Son film suivant, «Sale comme un ange» (1990), avec Claude Brasseur et Lio, prend prétexte du polar classique pour montrer l’incapacité d’aimer et la violence que cette impuissance engendre. «D’un noir d’encre, le film va choquer, déranger, provoquer», écrivait déjà Michel Pascal dans «Le Point». Moins pourtant que «Parfait amour!» (1996), autopsie d’une passion sexuelle entre une bourgeoise mûre et un jeune voyou.

La scène finale qui montre l’amant en train de sodomiser sa maîtresse avec le manche d’une pelle à balayette a eu raison du public pourtant avisé du festival de Cannes, qui l’a hué. «Parfait amour!» n’en reste pas moins l’un des films les plus honnêtes sur ce qui peut pousser un être à en liquider un autre.

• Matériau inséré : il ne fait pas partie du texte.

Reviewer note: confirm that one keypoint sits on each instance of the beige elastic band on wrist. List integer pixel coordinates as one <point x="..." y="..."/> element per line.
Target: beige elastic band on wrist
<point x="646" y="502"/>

Comme Marguerite Duras, dont elle voulait récemment adapter «La maladie de la mort» avant que les droits ne lui soient refusés, Catherine Breillat décline à l’infini quelques motifs, toujours les mêmes, qui hantent son petit théâtre personnel: l’éveil sexuel des adolescentes; la guerre que se mènent les hommes et les femmes; la peur des hommes devant la jouissance féminine qui fonde, selon elle, à la fois la pornographie et le fanatisme religieux; l’imposture que représente la sentimentalité; la beauté qui doit être une victoire sur la douleur; et l’étude des tyrannies, celle du metteur en scène par exemple, «qui ne sait rien faire et qui le fait faire aux autres».

Toutes ces pistes sont présentes dans son dernier film, de loin le plus drôle de sa carrière.

«Sex is comedy» est une sorte de «making of» fictif de son long métrage précédent, «A ma sœur», tourné en 2000 avec la même Roxane Mesquida dans le rôle de l’adolescente, et les mêmes plages d’Atlantique comme décor. Anne Parillaud, magnifique, joue le rôle de Jeanne, une metteuse en scène qui ressemble comme deux gouttes d’eau à Catherine Breillat, tandis que Grégoire Colin remplace avantageusement l’acteur italien niaiseux de la version initiale.

C’est un film sur le tournage d’un film, un peu comme «La Nuit américaine» de Truffaut, sauf que le film existe déjà en partie et que seules les scènes sexuelles intéressent Catherine Breillat – ce qui nous vaut quelques moments fort amusants sur la fabrication et les coulisses des scènes sexuelles!

On le sait, la cinéaste de «Romance» aime travailler au corps ses comédiens pour qu’ils sortent des limites d’eux-mêmes et de l’image qu’ils se font de l’impudeur.

«C’est quand on ne veut pas être obscène qu’on le devient», fait-elle dire à Anne Parillaud. Pour obtenir cette vérité, elle n’hésite pas à entretenir avec les acteurs – moins avec les actrices – des rapports extrêmes, faits d’humiliations, de peurs, de menaces, de mises en joug, de séduction, de drague, d’admiration et de reconnaissance.

Derrière cette guerre des tranchées se joue pourtant quelque chose comme une déclaration d’amour éperdue aux comédiens, «matière première du film, puisque le cinéma c’est l’incarnation!»

Catherine Breillat a la réputation d’être une teigne qui abuse de son pouvoir, une mégalomane narcissique qui empoissonne son environnement, une obstinée obsessionnelle qui impose et dispose, qui se contredit et qui le revendique comme une liberté, une bavarde qu’on ne peut jamais arrêter, une femme qui souffre, qui aime le cinéma plus qu’elle même, qui se cache le visage devant les scènes crues qu’elle appelle pourtant de ses vœux, une pythie visionnaire, une gamine qui veut toujours avoir raison, un clown méchant, une casse-couille qui prend plaisir à défier la virilité des hommes – ici par l’usage grotesque et tendre d’une immense prothèse portée par l’acteur: un beau personnage de cinéma.

Elle est effectivement tout cela puisque c’est ainsi qu’elle apparaît sous les traits d’Anne Parillaud.

En témoignant si précisément de sa manière de travailler et en mettant dans la bouche de son actrice son propre discours, Catherine Breillat brosse son autoportrait. Elle le fait avec une absence de complaisance qui l’honore. Et avec cet humour très particulier, assez vrillé, à l’image de ce détail piquant, pur jeu de mot visuel, le pied dans le plâtre d’Anne Parillaud: oui, Catherine Breillat est une véritable casse-pieds.